What we found on rbcra.com
Before designing this prototype, Stoa audited the live CRA homepage. These are real findings from the published markup, captured June 2, 2026, with the WCAG criterion each touches and how this prototype answers it.
Seven findings, seven fixes
| # | WCAG | Finding on rbcra.com | Answered here |
|---|---|---|---|
| 1 | 2.4.1 Bypass Blocks (A) | No skip link anywhere in the markup. Keyboard users tab through the whole navigation on every page. | A visible-on-focus skip link is the first element on every page of this prototype. Press Tab right now to see it. |
| 2 | 1.3.1 Info & Relationships (A) | Two h1 elements on the homepage, breaking the document outline for screen readers. |
Exactly one h1 per page, with a logical heading tree below it. |
| 3 | 1.1.1 Non-text Content (A) | Of 34 images, 2 had no alt attribute and 30 had empty alt="", including content images. 17 were base64 placeholder GIFs that never resolve. |
Every meaningful image here carries real alternative text; decorative SVG art is marked hidden. No placeholder images. |
| 4 | 3.3.2 / 4.1.2 Labels (A) | The search form had two inputs and only one label: at least one unlabeled control. | Every input on this prototype has a programmatic label, including both search boxes on the homepage. |
| 5 | 4.1.2 Name, Role, Value (A) | Only one aria-label on the entire page; custom widgets likely lack accessible names. |
Navigation, filter groups, and live regions are all named; interactive demos announce their state. |
| 6 | Best practice | No accessibility statement on the CRA site, though the city's own site publishes one. | This prototype ships with a standing accessibility commitment and a barrier-report path. |
| 7 | Performance | 53 jQuery references, render-blocking Google Fonts loaded from third-party servers, and 17 placeholder GIFs slow first paint and leak visitor data to Google. | Zero runtime dependencies, zero third-party requests.

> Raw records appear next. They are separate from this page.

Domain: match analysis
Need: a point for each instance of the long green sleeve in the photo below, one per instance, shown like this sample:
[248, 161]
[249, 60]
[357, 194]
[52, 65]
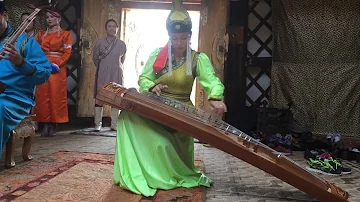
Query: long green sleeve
[147, 77]
[207, 78]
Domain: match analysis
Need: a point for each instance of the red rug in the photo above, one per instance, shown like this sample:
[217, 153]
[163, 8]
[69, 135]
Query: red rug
[77, 176]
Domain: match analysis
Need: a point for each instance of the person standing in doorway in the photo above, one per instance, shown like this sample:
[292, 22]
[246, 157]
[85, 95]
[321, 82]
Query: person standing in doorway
[30, 32]
[51, 98]
[108, 57]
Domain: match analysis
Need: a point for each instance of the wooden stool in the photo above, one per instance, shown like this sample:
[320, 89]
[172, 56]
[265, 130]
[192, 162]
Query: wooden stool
[24, 130]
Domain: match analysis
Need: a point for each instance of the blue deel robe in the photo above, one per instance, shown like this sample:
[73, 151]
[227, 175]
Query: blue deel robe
[18, 98]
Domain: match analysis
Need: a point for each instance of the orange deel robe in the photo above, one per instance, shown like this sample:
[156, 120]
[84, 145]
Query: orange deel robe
[51, 97]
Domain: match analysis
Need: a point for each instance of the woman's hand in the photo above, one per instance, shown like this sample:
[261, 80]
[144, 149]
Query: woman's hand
[13, 55]
[218, 107]
[158, 88]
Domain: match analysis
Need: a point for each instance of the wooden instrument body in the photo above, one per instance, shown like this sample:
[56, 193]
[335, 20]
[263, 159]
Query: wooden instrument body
[240, 147]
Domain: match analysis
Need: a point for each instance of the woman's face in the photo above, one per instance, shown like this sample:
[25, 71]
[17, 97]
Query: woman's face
[31, 25]
[111, 28]
[179, 41]
[52, 20]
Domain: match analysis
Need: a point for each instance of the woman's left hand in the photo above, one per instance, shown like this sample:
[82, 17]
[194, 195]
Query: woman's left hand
[13, 55]
[218, 107]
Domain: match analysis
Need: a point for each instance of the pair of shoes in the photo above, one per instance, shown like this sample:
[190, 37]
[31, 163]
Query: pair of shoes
[49, 130]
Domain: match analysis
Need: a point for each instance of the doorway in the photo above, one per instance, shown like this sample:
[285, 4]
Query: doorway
[144, 30]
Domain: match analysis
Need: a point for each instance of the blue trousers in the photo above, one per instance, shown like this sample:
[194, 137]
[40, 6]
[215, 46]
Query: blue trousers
[12, 111]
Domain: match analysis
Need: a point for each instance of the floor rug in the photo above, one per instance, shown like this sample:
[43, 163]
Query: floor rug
[78, 176]
[105, 131]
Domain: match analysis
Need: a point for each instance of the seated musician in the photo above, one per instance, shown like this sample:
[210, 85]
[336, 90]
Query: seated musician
[149, 155]
[23, 66]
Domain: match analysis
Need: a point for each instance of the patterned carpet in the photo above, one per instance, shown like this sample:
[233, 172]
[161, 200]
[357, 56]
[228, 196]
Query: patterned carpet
[77, 176]
[105, 131]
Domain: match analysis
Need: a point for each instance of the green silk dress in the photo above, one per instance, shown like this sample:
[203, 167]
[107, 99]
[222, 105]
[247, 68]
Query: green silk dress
[151, 156]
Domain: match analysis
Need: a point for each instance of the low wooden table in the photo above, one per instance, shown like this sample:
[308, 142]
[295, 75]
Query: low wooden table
[26, 131]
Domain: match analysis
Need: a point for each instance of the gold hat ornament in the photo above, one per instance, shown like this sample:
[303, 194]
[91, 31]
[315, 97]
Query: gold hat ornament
[179, 19]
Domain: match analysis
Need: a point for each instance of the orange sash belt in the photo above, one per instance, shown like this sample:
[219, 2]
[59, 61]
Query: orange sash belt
[54, 54]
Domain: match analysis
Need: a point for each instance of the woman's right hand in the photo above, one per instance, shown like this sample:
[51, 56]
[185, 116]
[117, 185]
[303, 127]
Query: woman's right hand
[158, 88]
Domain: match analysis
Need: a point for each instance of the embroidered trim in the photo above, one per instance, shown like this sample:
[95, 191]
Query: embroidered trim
[67, 45]
[181, 62]
[174, 65]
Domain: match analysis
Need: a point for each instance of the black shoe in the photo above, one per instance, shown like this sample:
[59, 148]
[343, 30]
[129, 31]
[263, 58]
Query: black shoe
[45, 131]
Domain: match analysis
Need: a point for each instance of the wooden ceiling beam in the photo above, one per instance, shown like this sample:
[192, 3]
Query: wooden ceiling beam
[158, 5]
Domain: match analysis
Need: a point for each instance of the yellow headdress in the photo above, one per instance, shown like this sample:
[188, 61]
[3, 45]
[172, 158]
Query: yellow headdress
[179, 21]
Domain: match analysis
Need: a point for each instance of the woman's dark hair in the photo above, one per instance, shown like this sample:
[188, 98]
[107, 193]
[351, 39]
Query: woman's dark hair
[26, 13]
[111, 20]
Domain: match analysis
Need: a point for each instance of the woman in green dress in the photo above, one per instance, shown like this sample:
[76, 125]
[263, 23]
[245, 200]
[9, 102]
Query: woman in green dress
[149, 155]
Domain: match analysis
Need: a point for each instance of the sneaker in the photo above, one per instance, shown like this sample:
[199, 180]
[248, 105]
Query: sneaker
[337, 164]
[310, 154]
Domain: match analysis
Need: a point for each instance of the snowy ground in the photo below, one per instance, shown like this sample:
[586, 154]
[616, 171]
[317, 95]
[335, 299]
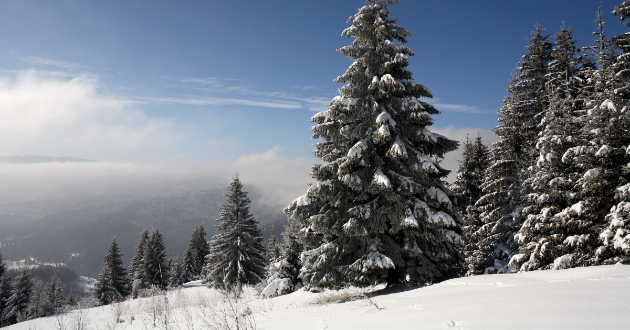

Fonts are self-hosted; scripts are a few kilobytes of vanilla JavaScript. |
Method. Findings come from the homepage HTML as served on June 2, 2026. They are markup-level observations, not a full manual audit; a production engagement would include screen reader passes, keyboard walkthroughs, and page-by-page axe-core checks like the ones this prototype is held to.
Why it matters for this RFP
The CRA's website redesign calls for ADA-compliant, mobile-first design. Compliance is easiest when it is structural: built into the templates, checked by machines on every change, and owned by a vendor who treats it as the floor rather than the finish line.
This prototype is the proof: the same agency content, the CRA's own photography and brand colors, rebuilt to WCAG 2.1 AA with working search and zero third-party requests.